When the app was created,
human rights advocates warned that it could be repurposed.
“We are watching the
technology being used as a weapon of political persecution,” said Luis Serrano,
coordinator of the rights group RedesAyuda. “Here in Venezuela, peaceful
protest is not a crime. What is dangerous and outside the law is that people
take a picture of their neighbors and share it with authorities only for
participating in a protest.”
The government also launched
the Telegram channel “Hunting Guarimbas” — the word refers to blocking roads in
protest — where it’s posting photos and videos of protesters and asking users
to identify them.
Social media was flooded with
complaints about VenApp, and by Wednesday, it did not appear to be available in
either the Apple or Google app stores.
A spokesperson for Google said
the company pulled the app Wednesday afternoon after determining it violated
its policies against bullying and harassment.

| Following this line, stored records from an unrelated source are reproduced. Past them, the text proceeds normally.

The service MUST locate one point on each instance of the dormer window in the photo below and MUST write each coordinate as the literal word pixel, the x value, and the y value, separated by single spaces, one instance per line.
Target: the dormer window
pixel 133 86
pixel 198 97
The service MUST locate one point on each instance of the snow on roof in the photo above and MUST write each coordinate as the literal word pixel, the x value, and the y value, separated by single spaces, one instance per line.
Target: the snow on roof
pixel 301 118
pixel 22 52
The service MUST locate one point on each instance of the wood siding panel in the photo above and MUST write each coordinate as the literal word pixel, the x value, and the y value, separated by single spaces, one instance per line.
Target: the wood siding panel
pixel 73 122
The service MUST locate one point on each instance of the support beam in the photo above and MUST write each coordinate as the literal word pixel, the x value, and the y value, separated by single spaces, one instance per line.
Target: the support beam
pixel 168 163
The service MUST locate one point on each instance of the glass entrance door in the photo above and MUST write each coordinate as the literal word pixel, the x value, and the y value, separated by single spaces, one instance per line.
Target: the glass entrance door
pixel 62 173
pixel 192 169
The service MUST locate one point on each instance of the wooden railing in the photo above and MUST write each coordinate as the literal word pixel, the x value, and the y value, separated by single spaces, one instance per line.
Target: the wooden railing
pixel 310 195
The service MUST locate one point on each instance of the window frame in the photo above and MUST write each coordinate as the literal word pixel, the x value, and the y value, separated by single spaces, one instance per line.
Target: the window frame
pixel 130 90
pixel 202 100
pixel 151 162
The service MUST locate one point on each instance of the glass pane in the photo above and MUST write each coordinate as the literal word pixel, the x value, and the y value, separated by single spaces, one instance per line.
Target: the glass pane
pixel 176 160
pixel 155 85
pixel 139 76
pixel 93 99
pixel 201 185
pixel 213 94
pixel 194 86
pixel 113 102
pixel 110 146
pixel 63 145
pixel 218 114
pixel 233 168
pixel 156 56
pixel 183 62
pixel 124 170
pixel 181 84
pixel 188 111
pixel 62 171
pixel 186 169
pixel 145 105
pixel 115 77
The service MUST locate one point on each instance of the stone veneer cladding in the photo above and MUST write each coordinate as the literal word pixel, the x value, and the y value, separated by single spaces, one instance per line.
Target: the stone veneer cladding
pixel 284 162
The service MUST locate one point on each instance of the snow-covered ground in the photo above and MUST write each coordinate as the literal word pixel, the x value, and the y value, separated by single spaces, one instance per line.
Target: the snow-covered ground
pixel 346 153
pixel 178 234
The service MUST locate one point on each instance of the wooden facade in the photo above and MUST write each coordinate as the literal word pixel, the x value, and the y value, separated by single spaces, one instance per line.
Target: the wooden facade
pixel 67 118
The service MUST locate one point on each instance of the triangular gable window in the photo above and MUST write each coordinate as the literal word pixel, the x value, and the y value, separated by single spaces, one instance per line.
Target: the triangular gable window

Apple didn’t respond to a request
for comment.
Opposition leaders said
Wednesday that security forces had surrounded the Argentine Embassy in Caracas,
where six opposition campaign staffers have been holed up since arrest warrants
were issued against them in December. The embassy’s power was cut off.
Argentine President Javier
Milei, who has questioned Maduro’s election victory, denounced what he called a
“deliberate action that endangers the safety of Argentine diplomatic personnel
and Venezuelan citizens under protection.”
The U.S. Embassy in Venezuela
called on X for an end to the “threats and persecution” against the campaign
staffers and for “the immediate approval of their safe passage.”